The Handmaid’s Tale by Margaret Atwood
A classic future distopia book. I felt like I didn’t connect with it well but it was a great jumping-off point for thought-provoking dialogue.

The Cuckoo’s Calling by J.K. Rowling
Detective book —  good page turner, but I wasn’t completely satisfied with the ending. It does have some bad language in it, so perhaps for an older audience than Harry Potter.

Cutting for Stone* by Abraham Verghese
Very good book! I was surprised I handled the medical/surgery descriptions so well. Great page-turner and poetic & profound at times. It made me learn a little more empathy for those in hard situations, and I learned a little bit about the hard life many face in Ethiopia. It’s cool how the end comes together even if it is rather tragic, although some complain that the ending feels too contrived. My favorite quotes:
—  “‘Seize the day! What matters is this moment!’ Most of us can’t go back and make restitution. We can’t do a thing about our should haves and our could haves. But a lucky few men like Ghosh never have such worries; there was no restitution he needed to make; no moment he failed to seize. Now and then Ghosh would grin & wink at me across the room. He was teaching me how to die, just as he taught me to live.”
—  “The key to your happiness is to…own who you are, own how you look, own your family, own the talents you have, and own the ones you don’t. [Otherwise] you’ll die searching, you’ll die bitter, always feeling you were promised more. Not only our actions, but also our omissions, become our destiny.”

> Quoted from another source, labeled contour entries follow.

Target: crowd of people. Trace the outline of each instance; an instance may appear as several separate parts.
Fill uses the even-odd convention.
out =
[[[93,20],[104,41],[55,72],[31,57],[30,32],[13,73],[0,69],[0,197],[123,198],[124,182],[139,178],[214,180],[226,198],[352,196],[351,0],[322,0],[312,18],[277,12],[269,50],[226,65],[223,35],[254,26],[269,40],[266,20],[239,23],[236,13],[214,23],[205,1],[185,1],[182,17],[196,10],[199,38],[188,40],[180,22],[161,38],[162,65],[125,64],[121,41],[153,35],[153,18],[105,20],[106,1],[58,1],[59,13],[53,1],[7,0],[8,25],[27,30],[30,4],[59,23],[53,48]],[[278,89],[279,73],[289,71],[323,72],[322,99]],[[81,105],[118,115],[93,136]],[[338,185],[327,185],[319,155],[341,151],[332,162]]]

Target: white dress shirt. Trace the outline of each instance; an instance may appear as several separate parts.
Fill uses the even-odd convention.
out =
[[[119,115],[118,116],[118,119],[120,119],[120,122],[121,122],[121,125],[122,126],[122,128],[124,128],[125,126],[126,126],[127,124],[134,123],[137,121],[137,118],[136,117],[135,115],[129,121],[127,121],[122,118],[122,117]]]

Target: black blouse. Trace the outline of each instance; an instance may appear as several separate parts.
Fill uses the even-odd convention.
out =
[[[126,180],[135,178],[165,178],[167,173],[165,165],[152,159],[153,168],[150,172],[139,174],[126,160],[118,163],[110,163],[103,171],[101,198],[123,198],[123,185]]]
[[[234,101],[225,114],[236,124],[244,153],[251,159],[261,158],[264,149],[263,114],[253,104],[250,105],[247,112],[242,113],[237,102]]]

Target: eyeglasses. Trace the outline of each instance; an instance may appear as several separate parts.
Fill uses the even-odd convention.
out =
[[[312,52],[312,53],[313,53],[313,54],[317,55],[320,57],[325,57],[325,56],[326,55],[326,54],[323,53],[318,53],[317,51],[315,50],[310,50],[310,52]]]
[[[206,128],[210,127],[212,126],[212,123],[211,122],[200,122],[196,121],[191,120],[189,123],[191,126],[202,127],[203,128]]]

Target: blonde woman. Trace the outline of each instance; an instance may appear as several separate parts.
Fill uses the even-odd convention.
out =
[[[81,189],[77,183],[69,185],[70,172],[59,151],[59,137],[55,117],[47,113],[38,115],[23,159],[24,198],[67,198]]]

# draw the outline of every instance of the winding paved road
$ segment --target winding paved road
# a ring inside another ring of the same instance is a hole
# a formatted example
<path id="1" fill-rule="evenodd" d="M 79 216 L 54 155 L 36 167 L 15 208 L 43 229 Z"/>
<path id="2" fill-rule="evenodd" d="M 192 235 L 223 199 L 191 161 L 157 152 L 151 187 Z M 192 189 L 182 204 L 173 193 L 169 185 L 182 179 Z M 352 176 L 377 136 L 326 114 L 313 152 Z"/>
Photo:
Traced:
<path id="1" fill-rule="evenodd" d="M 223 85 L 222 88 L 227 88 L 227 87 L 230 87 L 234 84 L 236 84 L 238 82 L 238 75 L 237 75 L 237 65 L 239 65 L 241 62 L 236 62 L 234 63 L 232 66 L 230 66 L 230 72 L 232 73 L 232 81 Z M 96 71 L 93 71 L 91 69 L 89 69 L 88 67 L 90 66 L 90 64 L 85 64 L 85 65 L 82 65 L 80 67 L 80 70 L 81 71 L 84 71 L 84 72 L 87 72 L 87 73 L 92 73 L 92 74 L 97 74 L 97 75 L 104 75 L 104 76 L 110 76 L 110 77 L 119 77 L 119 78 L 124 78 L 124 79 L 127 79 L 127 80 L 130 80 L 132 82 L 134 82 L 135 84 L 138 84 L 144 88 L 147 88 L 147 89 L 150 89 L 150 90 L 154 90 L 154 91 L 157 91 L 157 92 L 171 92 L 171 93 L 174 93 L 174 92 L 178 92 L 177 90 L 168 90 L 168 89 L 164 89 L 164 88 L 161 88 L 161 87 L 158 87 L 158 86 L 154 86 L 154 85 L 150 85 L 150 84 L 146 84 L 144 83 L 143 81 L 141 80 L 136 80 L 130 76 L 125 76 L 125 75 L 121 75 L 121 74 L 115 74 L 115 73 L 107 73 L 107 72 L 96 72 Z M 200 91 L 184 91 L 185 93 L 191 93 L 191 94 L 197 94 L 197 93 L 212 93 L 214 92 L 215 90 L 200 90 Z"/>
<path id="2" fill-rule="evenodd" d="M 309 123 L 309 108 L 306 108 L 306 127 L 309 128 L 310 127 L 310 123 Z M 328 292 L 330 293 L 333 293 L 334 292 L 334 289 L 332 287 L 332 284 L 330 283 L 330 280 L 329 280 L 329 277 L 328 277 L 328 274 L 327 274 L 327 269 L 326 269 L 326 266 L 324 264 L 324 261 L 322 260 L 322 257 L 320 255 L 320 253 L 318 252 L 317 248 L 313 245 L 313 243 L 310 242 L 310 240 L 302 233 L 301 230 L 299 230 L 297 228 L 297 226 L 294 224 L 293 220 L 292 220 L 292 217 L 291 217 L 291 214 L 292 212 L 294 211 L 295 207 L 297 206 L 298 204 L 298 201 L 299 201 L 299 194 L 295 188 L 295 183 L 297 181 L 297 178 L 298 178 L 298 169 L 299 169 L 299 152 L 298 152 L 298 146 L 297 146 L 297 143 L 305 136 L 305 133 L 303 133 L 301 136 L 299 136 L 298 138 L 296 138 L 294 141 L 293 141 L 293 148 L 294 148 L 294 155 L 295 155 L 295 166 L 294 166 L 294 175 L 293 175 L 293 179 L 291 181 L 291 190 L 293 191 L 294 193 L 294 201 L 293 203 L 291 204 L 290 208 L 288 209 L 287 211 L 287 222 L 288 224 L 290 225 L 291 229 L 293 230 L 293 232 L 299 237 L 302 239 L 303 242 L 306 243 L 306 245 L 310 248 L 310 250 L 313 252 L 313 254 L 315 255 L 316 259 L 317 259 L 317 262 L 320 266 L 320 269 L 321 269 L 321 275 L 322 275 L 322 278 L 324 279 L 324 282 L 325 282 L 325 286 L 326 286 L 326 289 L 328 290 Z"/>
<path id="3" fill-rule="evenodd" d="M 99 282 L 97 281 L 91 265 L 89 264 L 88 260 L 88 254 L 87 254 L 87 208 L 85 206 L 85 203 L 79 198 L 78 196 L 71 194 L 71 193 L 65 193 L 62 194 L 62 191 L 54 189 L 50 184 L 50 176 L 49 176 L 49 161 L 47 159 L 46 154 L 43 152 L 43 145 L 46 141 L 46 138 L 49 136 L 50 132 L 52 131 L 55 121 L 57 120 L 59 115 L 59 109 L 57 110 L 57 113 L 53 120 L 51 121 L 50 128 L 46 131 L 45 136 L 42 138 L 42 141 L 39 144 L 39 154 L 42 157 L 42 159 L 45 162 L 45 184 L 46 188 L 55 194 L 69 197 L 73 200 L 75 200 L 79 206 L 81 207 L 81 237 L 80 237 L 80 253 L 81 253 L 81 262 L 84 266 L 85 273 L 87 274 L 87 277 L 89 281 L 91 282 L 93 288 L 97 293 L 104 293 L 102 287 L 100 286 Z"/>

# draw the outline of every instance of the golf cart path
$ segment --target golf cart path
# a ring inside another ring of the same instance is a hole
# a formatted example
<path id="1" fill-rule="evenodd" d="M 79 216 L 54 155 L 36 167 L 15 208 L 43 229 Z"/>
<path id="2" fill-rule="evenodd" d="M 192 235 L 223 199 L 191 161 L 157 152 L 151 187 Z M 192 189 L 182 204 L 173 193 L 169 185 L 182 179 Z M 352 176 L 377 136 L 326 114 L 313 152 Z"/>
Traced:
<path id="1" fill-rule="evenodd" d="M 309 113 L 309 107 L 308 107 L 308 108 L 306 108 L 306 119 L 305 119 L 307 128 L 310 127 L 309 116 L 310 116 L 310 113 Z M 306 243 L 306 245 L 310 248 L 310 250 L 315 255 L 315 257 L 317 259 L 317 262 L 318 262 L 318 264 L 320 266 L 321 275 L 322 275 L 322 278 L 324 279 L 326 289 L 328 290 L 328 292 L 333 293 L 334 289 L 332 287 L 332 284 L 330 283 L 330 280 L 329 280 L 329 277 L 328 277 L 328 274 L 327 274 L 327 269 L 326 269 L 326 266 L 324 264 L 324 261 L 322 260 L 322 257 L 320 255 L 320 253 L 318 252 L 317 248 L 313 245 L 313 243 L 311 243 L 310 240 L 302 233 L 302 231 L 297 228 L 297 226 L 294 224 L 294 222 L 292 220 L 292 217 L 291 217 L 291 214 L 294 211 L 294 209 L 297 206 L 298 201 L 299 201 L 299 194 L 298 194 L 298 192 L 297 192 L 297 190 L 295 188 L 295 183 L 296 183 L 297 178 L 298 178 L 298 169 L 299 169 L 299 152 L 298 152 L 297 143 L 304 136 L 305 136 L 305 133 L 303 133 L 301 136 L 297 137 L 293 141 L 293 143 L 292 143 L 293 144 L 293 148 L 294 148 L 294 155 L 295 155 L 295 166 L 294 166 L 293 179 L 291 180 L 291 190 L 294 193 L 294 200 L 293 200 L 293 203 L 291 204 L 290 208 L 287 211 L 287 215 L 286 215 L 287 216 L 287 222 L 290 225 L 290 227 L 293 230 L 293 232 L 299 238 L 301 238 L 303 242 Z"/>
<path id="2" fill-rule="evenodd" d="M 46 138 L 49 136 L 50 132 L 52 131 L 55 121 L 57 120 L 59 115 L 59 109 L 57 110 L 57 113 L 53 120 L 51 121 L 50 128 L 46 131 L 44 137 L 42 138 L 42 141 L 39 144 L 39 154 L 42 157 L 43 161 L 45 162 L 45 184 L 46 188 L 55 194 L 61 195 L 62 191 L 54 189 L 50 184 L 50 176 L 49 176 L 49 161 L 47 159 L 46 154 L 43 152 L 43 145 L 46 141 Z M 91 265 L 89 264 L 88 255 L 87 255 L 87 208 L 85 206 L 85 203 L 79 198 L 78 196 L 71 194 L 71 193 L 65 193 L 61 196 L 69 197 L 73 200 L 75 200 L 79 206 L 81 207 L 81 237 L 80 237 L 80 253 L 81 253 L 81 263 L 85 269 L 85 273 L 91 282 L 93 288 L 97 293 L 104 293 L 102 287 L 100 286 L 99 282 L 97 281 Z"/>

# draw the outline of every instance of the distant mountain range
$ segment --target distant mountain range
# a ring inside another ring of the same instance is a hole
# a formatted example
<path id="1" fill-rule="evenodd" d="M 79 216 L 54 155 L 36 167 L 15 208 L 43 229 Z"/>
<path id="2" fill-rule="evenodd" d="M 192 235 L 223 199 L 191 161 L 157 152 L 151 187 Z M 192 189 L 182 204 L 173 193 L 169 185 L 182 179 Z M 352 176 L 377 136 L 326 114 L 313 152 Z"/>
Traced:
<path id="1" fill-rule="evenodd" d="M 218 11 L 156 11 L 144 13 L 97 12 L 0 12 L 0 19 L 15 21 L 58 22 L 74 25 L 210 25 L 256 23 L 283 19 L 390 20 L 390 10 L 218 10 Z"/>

The God of Small Things* by Arundhati Roy
Good book – a novel about a family in India and the tragic events that occur and change their lives. It touches on the period’s sexism — how women who are not able to get an education often ended up in bad marriages and situations, how it is acceptable for men to sleep around with women of lower classes/castes but not vice-a-versa, etc. It touches on Marxism and the inequality in the caste system and how the different generations deal with the changing times. It deals with the “Laws of Love” – “who can love who and how much.” Pros: interesting topics, setting, and writing style; cons: very tragic & heavy content (death, love scene at the end, a child is molested in the middle), which some readers may not like and may not be inappropriate for young readers.